The representation theorem allows us to classify the different types of solutions of a minimization linear optimization problem.

The problem is unbounded if there exists an extreme direction $\mathbf{d}^j$ such that $\mathbf{c}^\intercal \mathbf{d}^j < 0$.
The problem has an optimal solution if all extreme directions satisfy $\mathbf{c}^\intercal \mathbf{d}^j \geqslant 0$, or if no extreme directions exist, and the optimum is attained at an extreme point.

Resolution procedure and combinatorics

Using the same feasible region, we now analyze different cost vectors, which lead to different objective functions and therefore different types of solutions.

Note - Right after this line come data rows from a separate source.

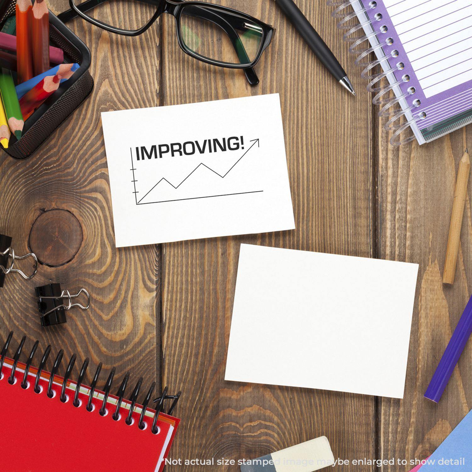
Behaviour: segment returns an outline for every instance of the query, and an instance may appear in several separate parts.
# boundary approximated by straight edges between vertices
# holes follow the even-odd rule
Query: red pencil
[[[57,90],[60,82],[59,74],[48,76],[20,99],[20,108],[26,120],[50,95]]]
[[[17,56],[19,84],[34,76],[30,31],[32,9],[31,0],[17,0]]]
[[[46,0],[36,0],[33,7],[33,62],[35,76],[49,66],[49,10]]]
[[[6,51],[16,52],[17,37],[13,34],[8,34],[0,31],[0,47]],[[62,64],[64,62],[64,51],[59,48],[50,46],[49,59],[51,64]]]

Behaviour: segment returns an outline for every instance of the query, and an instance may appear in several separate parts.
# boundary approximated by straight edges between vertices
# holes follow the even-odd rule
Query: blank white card
[[[241,244],[225,379],[403,398],[418,270]]]

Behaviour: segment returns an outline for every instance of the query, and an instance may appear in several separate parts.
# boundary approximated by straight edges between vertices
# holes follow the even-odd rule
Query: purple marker
[[[436,372],[424,394],[426,398],[437,403],[441,399],[454,368],[472,334],[472,296],[459,320]]]

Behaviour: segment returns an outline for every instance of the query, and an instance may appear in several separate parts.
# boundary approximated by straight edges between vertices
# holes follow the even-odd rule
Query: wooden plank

$\mathbf{c}^\intercal = (2,-3,0,0)$

\[\mathbf{c}^\intercal \mathbf{d}^1 = (2,-3,0,0)\begin{pmatrix}1 \\ 1 \\ 0 \\ 1\end{pmatrix} = -1 < 0,\]

so the problem is unbounded.

$\mathbf{c}^\intercal = (4,-3,0,0)$

Since $\mathbf{c}^\intercal \mathbf{d}^1 \geqslant 0$ and $\mathbf{c}^\intercal \mathbf{d}^2 \geqslant 0,$

the problem has an optimal solution, attained at the vertex with minimum objective value, namely $\mathbf{x}^3$ (where $\mathbf{c}^\intercal \mathbf{x}^3 = -6$).

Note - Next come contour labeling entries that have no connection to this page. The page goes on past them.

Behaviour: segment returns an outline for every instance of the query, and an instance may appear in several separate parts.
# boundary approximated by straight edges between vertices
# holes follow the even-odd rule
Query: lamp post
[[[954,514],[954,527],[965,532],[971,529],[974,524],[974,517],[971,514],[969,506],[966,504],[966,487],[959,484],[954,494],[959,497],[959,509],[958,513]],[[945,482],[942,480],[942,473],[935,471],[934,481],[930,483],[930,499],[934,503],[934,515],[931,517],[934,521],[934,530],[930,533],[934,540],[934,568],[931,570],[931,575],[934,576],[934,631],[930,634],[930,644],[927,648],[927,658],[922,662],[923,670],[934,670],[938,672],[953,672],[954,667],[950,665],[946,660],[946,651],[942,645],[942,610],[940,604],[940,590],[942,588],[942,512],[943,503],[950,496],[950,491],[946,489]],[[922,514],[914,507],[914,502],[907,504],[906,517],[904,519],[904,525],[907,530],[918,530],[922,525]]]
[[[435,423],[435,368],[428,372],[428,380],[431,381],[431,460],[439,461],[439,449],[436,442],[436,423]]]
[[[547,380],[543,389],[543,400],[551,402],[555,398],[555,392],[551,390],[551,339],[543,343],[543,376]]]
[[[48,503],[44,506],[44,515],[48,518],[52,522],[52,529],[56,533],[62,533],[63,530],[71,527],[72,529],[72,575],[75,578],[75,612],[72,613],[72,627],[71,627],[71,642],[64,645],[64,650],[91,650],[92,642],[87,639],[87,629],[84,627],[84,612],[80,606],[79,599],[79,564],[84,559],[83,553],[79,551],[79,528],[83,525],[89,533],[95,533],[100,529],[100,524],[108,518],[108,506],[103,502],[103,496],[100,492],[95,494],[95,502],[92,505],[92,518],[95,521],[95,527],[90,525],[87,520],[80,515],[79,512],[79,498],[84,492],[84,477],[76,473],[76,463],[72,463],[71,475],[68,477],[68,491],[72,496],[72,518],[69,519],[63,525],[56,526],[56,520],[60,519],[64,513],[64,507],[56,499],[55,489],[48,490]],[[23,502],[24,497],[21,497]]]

$\mathbf{c}^\intercal = (0,1,0,0)$

Again, $\mathbf{c}^\intercal \mathbf{d}^1 \geqslant 0$ and $\mathbf{c}^\intercal \mathbf{d}^2 \geqslant 0,$

so the problem has an optimal solution. In this case, two vertices attain the same minimum value: $\mathbf{x}^1$ and $\mathbf{x}^2$, with

\[\mathbf{c}^\intercal \mathbf{x}^1 = \mathbf{c}^\intercal \mathbf{x}^2 = 0.\]

The set of optimal solutions is:

\[\left\{\lambda\begin{pmatrix}0 \\ 0 \\ 2 \\ 2\end{pmatrix} + (1-\lambda)\begin{pmatrix}2 \\ 0 \\ 4 \\ 0\end{pmatrix}, \;\; \lambda \in [0,1]\right\}.\]

Multiple optimal solutions in a bounded region

$\mathbf{c}^\intercal = (1,-1,0,0)$

Since $\mathbf{c}^\intercal \mathbf{d}^1 \geqslant 0$ and $\mathbf{c}^\intercal \mathbf{d}^2 \geqslant 0,$

the problem has an optimal solution. Evaluating the vertices, the minimum is attained at $\mathbf{x}^3$, where $\mathbf{c}^\intercal \mathbf{x}^3 = -2.$

The set of optimal solutions is:

\[\left\{\begin{pmatrix}0 \\ 2 \\ 0 \\ 6\end{pmatrix} + \mu\begin{pmatrix}1 \\ 1 \\ 0 \\ 1\end{pmatrix}, \;\; \mu \geqslant 0 \right\}.\]

Multiple optimal solutions in an unbounded region

Combinatorics

The combinatorial growth of all possible bases becomes extremely fast. Even for moderate dimensions, such as $n=40$ and $m=20$, we obtain:

\[\binom{40}{20}=137,846,528,820.\]

Although enumerating all extreme points and extreme directions is not practical for large-scale problems due to this combinatorial explosion, the theoretical analysis provides the essential foundations: it reveals the geometric structure of the feasible region, characterizes the possible types of solutions, and ultimately motivates the development of efficient algorithms such as the Simplex method, which exploits precisely these properties.